Et, ainsi que je l’ai dit, ce sont les heureux parmi cette population misérable : ils travaillent pour leur compte ; ils trient eux-mêmes la marchandise. Si dans le sac il y a des objets ayant une valeur plus grande que d’autres, ce sont eux qui en profiteront ; ils ne vendent pas le butin à la livre, au plus bas prix, pour s’en débarrasser et afin que la ménagère puisse préparer le déjeuner ; ils peuvent attendre ; ils ont vingt ou trente francs devant eux ; tantôt, après avoir mangé la soupe et dormi quelques heures, ils porteront aux marchands spéciaux les divers objets et en tireront le meilleur parti possible. Ils ont des jours où ils gagnent jusqu’à quatre francs.
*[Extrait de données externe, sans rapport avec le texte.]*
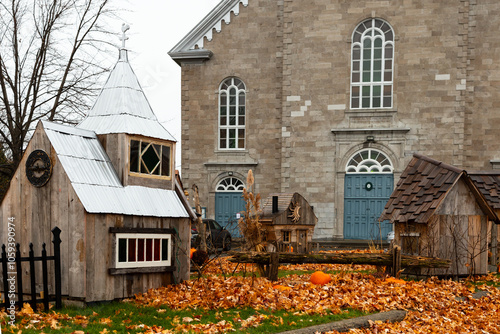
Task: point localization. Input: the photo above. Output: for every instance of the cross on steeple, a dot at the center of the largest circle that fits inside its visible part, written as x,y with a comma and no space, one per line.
123,38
Un peu plus haut, dans la même rue Marcadet, commence la véritable misère des chiffonniers, exploitée par le commerçant en gros, qui s’est installé au milieu d’eux, qui leur loue la baraque dans laquelle ils végètent, à qui ils vendent à la livre tout ce qu’ils ont ramassé sur la voie publique, et qui, peu à peu, s’enrichit par le travail de ces pauvres gens, tandis qu’ils restent, eux, dans la misère jusqu’à la fin. La cité Maupit est au numéro 221 de la rue Marcadet : c’est un vaste terrain, sans grande valeur dans ce quartier désert ; il appartient à plusieurs députés. M. Maupit est le principal locataire ; quatorze cents francs de loyer le rendent maître absolu du terrain. M. Maupit y a fait construire les baraques ; pour cinquante sous par semaine, le locataire a une chambre au rez-de-chaussée - il n’y a pas de premier étage. La solidité de ces constructions est telle qu’il y a quatre ans, un ouragan a enlevé huit maisons pour en jeter les débris à cent mètres plus loin. Maintenant le principal locataire a pris ses précautions : d’énormes pavés ont été hissés sur la toiture en zinc, comme fait le montagnard du Tyrol pour que son chalet puisse résister à la tourmente. La maisonnette du principal locataire n’a qu’un rez-de-chaussée comme les autres, mais l’aisance y règne, en même temps qu’un luxe relatif ; un tapis composé de cent morceaux cousus les uns après les autres couvre le sol ; les murs sont garnis de lithographies trouvées dans les ordures et encadrées modestement ; la demeure de M. Maupit est un petit musée récolté sur la voie publique ; il y a des oiseaux empaillés, un fragment de tableau à l’huile représentant un clair de lune, des moitiés d’assiettes en faïence, un buste de Louis-Philippe auquel manque la mâchoire, un autre buste plus petit de Pleyel, le fabricant de pianos, à qui manque le nez ; une Vénus de Milo sans tête ; un portrait du dix-huitième siècle, crevé en vingt endroits ; une grossière image de la Vierge au Rideau, de Raphaël, à coté de débris de caricatures de 1830 ; le tout garnissent deux pièces, tenues proprement par la ménagère.
Devant la porte du négociant, des tas de marchandises apportées là par les chiffonniers, triées par lui avec soin et qu’il envoie à ses correspondants ; les chiffons en ballots attendent qu’on les expédie : des montagnes de croûtes de pain jetées sur la voie publique ramassées une à une, et qui sont vendues à des paysans pour leurs bestiaux. Sous un hangar spécial est entassée la ferblanterie : boîtes de conserves, boîtes de sinapismes Rigollot, boîtes à sardines ; tout cela repasse à la fabrique, est nettoyé, réparé, et sert une autre fois.